Miss Knox, 24, and Mr Sollecito, 27, had spent nearly four years in jail.
Miss Kercher's family said they did not understand how the original verdict could be so "radically overturned".
However, the family - in Perugia for the decision - added in a statement: "We still trust the Italian justice system and hope that the truth will eventually emerge."
They have previously spoken of their distress that Miss Kercher had been "nearly forgotten" in the publicity surrounding Miss Knox's appeal and are expected to give a press conference later.
The BBC's Luisa Baldini, who is in Perugia, said the Knox family were seen at an airport in Rome on Tuesday morning and are understood to be flying home to Seattle shortly on a commercial flight.
An eight-member jury cleared both defendants of Miss Kercher's murder after doubts were raised over procedures used to gather DNA evidence.

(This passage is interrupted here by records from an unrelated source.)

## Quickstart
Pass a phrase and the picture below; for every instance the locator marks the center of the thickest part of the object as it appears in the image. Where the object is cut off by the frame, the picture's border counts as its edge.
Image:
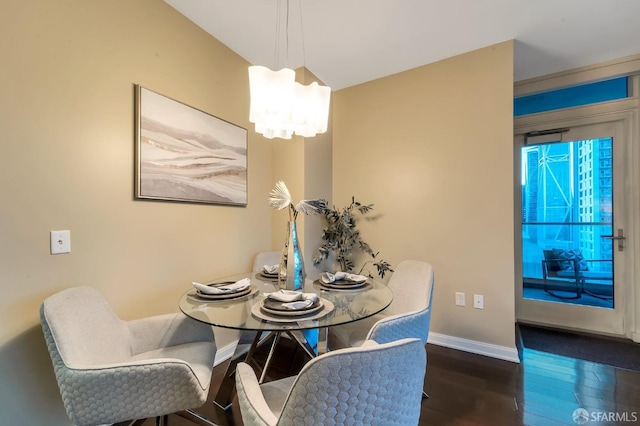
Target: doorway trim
(627, 112)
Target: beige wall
(432, 149)
(67, 161)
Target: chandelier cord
(304, 53)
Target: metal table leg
(247, 344)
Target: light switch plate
(60, 242)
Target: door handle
(620, 238)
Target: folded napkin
(270, 269)
(328, 277)
(223, 289)
(292, 296)
(298, 305)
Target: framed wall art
(184, 154)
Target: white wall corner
(480, 348)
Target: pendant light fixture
(280, 106)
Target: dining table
(247, 311)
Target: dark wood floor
(469, 389)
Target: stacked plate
(268, 276)
(344, 284)
(275, 307)
(225, 295)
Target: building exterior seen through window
(567, 199)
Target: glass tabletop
(339, 306)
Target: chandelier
(280, 106)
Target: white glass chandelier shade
(281, 107)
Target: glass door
(571, 227)
(567, 222)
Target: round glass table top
(339, 306)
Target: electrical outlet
(478, 301)
(60, 242)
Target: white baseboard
(225, 353)
(475, 347)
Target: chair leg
(189, 414)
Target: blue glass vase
(291, 275)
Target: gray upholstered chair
(110, 370)
(409, 314)
(369, 385)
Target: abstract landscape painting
(184, 154)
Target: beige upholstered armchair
(369, 385)
(110, 370)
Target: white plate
(292, 313)
(224, 296)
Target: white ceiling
(347, 42)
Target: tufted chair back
(409, 314)
(410, 311)
(369, 385)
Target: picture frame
(184, 154)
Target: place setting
(268, 273)
(342, 281)
(224, 290)
(290, 305)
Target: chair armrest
(253, 406)
(161, 331)
(401, 326)
(152, 387)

The judge upheld Miss Knox's conviction for slander for accusing bar owner Patrick Diya Lumumba of carrying out the killing. But he set the sentence at three years, time that Miss Knox has already served, meaning she was free to leave.
She was ordered to pay him 22,000 euros (£18,800) in compensation.
Her family said she had "suffered for four years for a crime she did not commit".
'Nightmare over' Speaking on the steps of the court, Miss Knox's sister Deanna said: "We are thankful to the court for having the courage to look for the truth and to overturn this conviction."
She said Miss Knox's "nightmare was over" and asked for privacy for her family to recover from "this horrible ordeal".
At the sceneAmanda Knox collapsed in tears, hugging her lawyers, as the verdict was read out. Her supporters and those of Raffaele Sollecito cheered at the back of court.
It's been a long battle against lawyers, public opinion and lurid headlines to clear their names. Four years ago, in the days after Meredith Kercher's body was found, it was their erratic behaviour and changing alibis that caught the attention of Perugia's authorities.
Their supporters maintain investigators jumped to conclusions, becoming obsessed with proving their guilt rather than conducting an open-minded investigation.
In this haste, the appeal court heard, mistakes were made - not least in DNA testing. Independent experts dismissed procedures used as well below international standards. Defence lawyers also dismissed the portrayal of Amanda Knox as a danger-seeking, sex-crazed, party girl.
Prosecutors are considering an appeal. Meanwhile, 24-year-old Amanda Knox is expected to make a swift return to the US, where it's understood she'll publish a book about her story.
Mr Sollecito's father Francesco said he had "allowed himself some tears" following the verdict and said the court had "given me back my son".
Hundreds of people had gathered in the streets outside the court ahead of the verdict and some shouted "shame" when they heard about the decision, while others cheered.
During the appeal hearing Miss Knox, who was serving 26 years in jail for the killing, had told a packed courtroom: "I did not kill, I did not rape, I did not steal. I was not there."
Tearful, and speaking in fluent Italian, she added: "I want to go back home. I want to go back to my life. I don't want to be punished. I don't want my life and my future to be taken away for something I didn't do because I am innocent."
Her ex-boyfriend Mr Sollecito, who had been given a 25-year term after the initial trial, told the court in his statement that he was in a "nightmare" and said the claims against him were "totally untrue".
Miss Kercher had been sharing a cottage in Perugia with Miss Knox, who is originally from Seattle, during a year studying abroad when she was murdered.
Contamination fear Prosecutors said she was killed in a brutal sex game which went wrong. Her throat had been slit and she had been sexually assaulted.
They maintain that Miss Knox's DNA was on the handle of a kitchen knife - found in Mr Sollecito's flat and believed to be the murder weapon - with Miss Kercher's DNA on the blade.
But an independent review disputed those findings, raising concerns over poor procedures in evidence collection and forensic testing, and possible contamination.
It put in doubt the attribution of the DNA traces - collected from the crime scene 46 days after the murder.
In a separate earlier trial, a third person - Rudy Guede, 24 - was convicted of Miss Kercher's murder and was sentenced to 30 years in prison.
His conviction was upheld on appeal but his sentence reduced to 16 years.